The crater in the village of Darvaza, located about 260 kilometers north of the capital, Ashgabat, has been burning for decades and is a popular sight for the few tourists that visit the tightly controlled and isolated country.
The 70-meter-wide crater is believed to have been created in a 1971 gas drilling accident when Turkmenistan was part of the Soviet Union. To prevent the leaking of natural gas, geologists set it on fire, and it’s been burning ever since.
Now, President Gurbanguly Berdymukhamedov has ordered his government to find a way to put the fire out because of its negative impact on the environment and health of people living the village of some 350 people, state media reported following a January 7 cabinet meeting.
Turkmenistan has the world’s fifth largest natural gas reserves, but life for the majority of the country’s 6 million people remains difficult.

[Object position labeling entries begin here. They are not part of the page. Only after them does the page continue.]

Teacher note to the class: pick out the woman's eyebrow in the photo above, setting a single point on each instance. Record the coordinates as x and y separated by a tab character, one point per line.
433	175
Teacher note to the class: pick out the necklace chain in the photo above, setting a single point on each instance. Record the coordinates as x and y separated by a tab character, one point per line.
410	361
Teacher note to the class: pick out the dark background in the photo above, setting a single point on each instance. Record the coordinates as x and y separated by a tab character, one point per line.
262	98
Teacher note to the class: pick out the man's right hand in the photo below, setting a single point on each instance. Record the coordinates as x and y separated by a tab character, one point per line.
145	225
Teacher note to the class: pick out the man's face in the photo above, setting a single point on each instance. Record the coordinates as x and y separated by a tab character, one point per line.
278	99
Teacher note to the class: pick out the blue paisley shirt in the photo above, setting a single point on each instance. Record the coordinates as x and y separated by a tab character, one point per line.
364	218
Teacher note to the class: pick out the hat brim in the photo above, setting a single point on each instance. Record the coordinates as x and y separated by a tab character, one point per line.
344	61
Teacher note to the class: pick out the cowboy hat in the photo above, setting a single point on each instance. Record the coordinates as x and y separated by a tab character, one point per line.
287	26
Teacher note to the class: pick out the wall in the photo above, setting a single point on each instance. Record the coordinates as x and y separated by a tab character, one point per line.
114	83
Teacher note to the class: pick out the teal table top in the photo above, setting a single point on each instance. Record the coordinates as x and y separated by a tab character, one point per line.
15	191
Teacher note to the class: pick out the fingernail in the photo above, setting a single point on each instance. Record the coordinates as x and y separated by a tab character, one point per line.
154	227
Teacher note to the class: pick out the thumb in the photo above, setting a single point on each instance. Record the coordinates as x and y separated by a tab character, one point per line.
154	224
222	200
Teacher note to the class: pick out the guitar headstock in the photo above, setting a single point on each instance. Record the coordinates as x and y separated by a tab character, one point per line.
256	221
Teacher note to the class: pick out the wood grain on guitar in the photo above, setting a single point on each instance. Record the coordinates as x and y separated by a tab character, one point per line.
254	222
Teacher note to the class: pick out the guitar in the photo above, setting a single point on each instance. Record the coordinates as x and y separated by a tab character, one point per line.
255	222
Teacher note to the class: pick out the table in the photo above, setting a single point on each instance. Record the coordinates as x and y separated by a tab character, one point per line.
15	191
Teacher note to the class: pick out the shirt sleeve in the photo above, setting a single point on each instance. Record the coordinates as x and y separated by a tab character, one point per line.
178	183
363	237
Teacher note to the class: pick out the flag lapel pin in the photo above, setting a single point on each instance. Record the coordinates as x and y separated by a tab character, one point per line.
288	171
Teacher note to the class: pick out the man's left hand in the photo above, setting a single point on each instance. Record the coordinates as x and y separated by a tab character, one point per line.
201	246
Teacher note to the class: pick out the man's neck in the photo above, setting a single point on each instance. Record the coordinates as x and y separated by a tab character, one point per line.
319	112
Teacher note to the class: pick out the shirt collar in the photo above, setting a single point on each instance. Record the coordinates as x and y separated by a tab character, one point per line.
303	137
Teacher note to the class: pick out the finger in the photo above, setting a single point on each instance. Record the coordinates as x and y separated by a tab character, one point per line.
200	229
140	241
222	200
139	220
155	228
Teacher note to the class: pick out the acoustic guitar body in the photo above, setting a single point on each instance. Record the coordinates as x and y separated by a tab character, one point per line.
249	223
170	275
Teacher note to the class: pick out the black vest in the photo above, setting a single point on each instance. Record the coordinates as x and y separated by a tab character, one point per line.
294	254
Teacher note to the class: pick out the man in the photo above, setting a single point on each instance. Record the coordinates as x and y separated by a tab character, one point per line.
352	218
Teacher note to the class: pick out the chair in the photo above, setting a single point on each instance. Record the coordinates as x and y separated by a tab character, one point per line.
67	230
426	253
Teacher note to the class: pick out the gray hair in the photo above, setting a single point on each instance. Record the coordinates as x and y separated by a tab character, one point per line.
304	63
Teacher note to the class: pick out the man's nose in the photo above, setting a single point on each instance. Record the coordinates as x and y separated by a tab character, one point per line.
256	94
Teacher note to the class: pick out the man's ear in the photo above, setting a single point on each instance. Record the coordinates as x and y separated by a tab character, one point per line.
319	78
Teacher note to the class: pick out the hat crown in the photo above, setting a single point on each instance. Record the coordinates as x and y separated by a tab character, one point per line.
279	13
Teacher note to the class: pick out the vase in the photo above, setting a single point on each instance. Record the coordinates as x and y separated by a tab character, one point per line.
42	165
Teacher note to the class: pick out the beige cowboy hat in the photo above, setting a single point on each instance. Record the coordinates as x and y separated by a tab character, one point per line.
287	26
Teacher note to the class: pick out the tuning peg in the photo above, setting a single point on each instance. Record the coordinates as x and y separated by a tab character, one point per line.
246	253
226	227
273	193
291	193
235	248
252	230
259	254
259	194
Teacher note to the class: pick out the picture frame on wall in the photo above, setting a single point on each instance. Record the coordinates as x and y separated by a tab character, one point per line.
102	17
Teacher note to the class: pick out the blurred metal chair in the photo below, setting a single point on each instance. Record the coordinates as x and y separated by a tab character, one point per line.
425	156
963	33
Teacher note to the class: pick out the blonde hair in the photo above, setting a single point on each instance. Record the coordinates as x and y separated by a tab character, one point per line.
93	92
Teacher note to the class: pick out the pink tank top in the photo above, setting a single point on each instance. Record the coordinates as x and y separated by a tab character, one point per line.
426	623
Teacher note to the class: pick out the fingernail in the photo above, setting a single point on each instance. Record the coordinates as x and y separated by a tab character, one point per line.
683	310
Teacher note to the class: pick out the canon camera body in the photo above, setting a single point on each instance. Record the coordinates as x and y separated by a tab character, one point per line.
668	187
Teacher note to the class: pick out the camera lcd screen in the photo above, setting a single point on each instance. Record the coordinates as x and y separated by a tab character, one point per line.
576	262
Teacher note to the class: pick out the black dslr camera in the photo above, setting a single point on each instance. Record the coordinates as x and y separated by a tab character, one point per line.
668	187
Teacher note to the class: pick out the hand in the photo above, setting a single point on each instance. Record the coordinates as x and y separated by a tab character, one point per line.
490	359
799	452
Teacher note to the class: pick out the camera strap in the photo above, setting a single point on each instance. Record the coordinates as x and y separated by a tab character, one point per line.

Berdymukhammedov has ruled his country with an iron fist, tolerating little dissent while isolating it from the outside world amid an economic crisis that has plunged many citizens into poverty. Shortages of basic goods and food are common.
According to a 2021 article in Bloomberg, Turkmenistan’s aging state-controlled energy sector is one of the world’s worst emitters of the greenhouse gas methane, the main component of natural gas.
Methane is 80 times more powerful than carbon dioxide as a planet-warming greenhouse gas, making controlling leaks from fields and pipes key to combating climate change.
According to monitoring firm Kayrros SAS, Turkmenistan accounted for 31 out of 50 the world’s most intense methane releases at onshore oil and gas operations in 2019, Bloomberg reported.
In 2021, the International Energy Agency estimated Turkmenistan’s overall methane emissions were only behind Russia, the United States, Iran, and Iraq – all major oil and gas producers.
However, Turkmenistan had the second-highest methane emissions intensity in the world, a number that refers to the leak rate or ratio of methane emissions to natural gas produced. Turkmenistan’s leak rate was more than five times larger the world’s top natural gas producer, the United States.